De repente o Endeavor bateu no coral
e ficou empoleirado num recife, entrando água nos porões que atingiram 1,20 m
de altura. Eles levantaram âncoras para tentar safar-se o navio e, depois
disso, atiraram pela borda umas 50 toneladas de lastro, incluindo vários
canhões. Graças a uma combinação de sorte, coragem e perícia o carvoeiro
safou-se do recife, mas tornava-se necessário fazer qualquer coisa nos rombos
da quilha.
Um tripulante lembrou-se quando
naufragou e viu seu navio salvar-se por um inusitado “vedamento”. Cook resolveu
experimentar a manobra, cosendo à vela bocados de madeira e estopa, cobertos
com pontas de corda e esterco de animais. O resultado bastou para manter o
Endeavor flutuando até a foz do rio mais próximo, onde abicou um mês para os
devidos reparos. Entretanto, Cook acabou aprendendo a sobreviver nos trópicos,
comendo cangurus, aves e tartarugas.
A perigosa passagem que ele realizou
confirmou que a Austrália se separava da Nova Guiné na parte norte e, depois
disso, Cook prosseguiu para a Batávia, em Java, nas Índias orientais, contornou
o Cabo da Boa Esperança e voltou à Inglaterra em junho de 1771. Seu talento
realista para avaliar suas realizações era raro entre os grandes navegadores.
Ele relatou ao Almirantado que “embora os descobrimentos feitos nessa
viagem não sejam grandes, tenho a pretensão de que poderão merecer a atenção de
suas senhorias e, embora tenha falhado no descobrimento do tão falado
continente austral (que talvez nem exista) tenho a certeza de que não me podem
imputar parte alguma desse malogro”.
O recém-promovido capitão de fragata
James Cook obteve dois novos navios carvoeiros recentemente construídos e,
desta vez, seu plano era solucionar o problema da Grande Terra do Sul. Para
atingir seu objetivo, a viagem tinha de ser uma circum-navegação completa da
Terra pela latitude mais extremo-austral possível. Na viagem anterior ele
chegara ao Pacífico pelo Cabo Horn e, nesta viagem, propunha-se descer o
Atlântico, passar o Cabo da Boa Esperança e prosseguir a leste a volta das
regiões do Polo Sul terrestre. Pois, se houvesse realmente um continente
austral que se prolongasse para zonas inabitáveis, não poderia escapar-lhe.

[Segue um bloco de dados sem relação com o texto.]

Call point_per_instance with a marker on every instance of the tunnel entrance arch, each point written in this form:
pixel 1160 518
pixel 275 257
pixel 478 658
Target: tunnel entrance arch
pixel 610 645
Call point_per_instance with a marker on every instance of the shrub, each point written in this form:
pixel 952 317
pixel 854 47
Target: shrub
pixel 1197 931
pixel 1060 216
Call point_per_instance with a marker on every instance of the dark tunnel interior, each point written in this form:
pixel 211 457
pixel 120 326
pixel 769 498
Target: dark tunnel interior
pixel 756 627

Zarpou de Plymouth em julho de 1772
na que seria uma das maiores viagens de descoberta em navios à vela da
história. Nunca antes houvera uma viagem tão longa com um objetivo investigador
determinado e fixo. Não se tratava de procurar um Eldorado, nem encontrar ouro
ou prata e, muito menos, capturar escravos. Desta vez Cook ia procurar principalmente
resposta a uma pergunta.
O falado continente austral se
encontrava realmente ali? A procura dessa resposta levou-o a algumas áreas mais
inóspitas do globo e revelou uma paisagem marítima como nunca fora vista outra,
pois a Antártica era perigosamente diferente do Ártico. Cook desvendaria um
novo cenário de gelo montanhoso que transcendia a capacidade de crença da
temperada Europa.
Aquelas regiões polares eram um
imenso oceano gelado rodeado por terra. Um navio que lograsse evitar (ou
dominar) as massas de gelo encontraria maneira de seguir o seu caminho. Nas
margens do polo, bem no interior do círculo ártico, havia grandes áreas
habitadas ao longo de todo o ano por lapões, groenlandeses e esquimós.

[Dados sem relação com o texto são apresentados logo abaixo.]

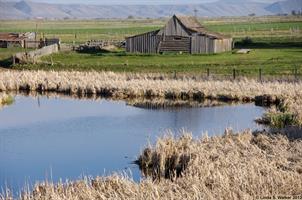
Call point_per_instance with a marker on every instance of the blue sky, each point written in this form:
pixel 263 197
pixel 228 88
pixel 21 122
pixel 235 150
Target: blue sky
pixel 134 1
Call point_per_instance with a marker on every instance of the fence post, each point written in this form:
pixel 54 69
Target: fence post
pixel 14 59
pixel 175 75
pixel 296 73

Ao chegar, em janeiro, no verão
antártico, Cook ficou impactado pela beleza branco-azulada da paisagem alpina
de icebergs que via à sua frente. Cook esteve a 120 km do continente antártico,
mas não podia vê-lo e era inútil tentar fazer o levantamento da costa – se
havia. Depois, virou para norte, saindo do gelo e prosseguiu para leste. Seus
dois navios se separaram no nevoeiro, mas se encontraram – conforme o plano
estabelecido – na Nova Zelândia, a fim de lá passarem o Inverno austral.

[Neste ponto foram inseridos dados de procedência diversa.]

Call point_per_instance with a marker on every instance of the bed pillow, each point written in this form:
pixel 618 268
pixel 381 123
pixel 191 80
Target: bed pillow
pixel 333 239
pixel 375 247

Passou o Inverno seguinte explorando
o Pacífico Sul, onde cartografou as Ilhas de Páscoa e Tonga e descobriu Nova
Caledônia antes de rumar para as latitudes austrais. A caminho do Cabo da Boa
Esperança – no Atlântico – descobriu as Ilhas Sandwich e Geórgia do Sul.
O Almirantado Britânico tinha outra
missão para Cook nas fronteiras do mito, da esperança e da geografia. Haveria
realmente uma passagem para noroeste? A procura de uma viagem marítima do
Atlântico para o Pacífico seduzia viajantes desde a descoberta da América. Os
empreendimentos de Cook no Pacífico tão cheios de mitos sugeriu à Royal Society
a ideia de que ele era o homem indicado para responder à pergunta do lado do
Pacífico. Menos de um ano após seu regresso da 2ª viagem, Cook partiu à procura
de uma passagem que podia (ou não) existir.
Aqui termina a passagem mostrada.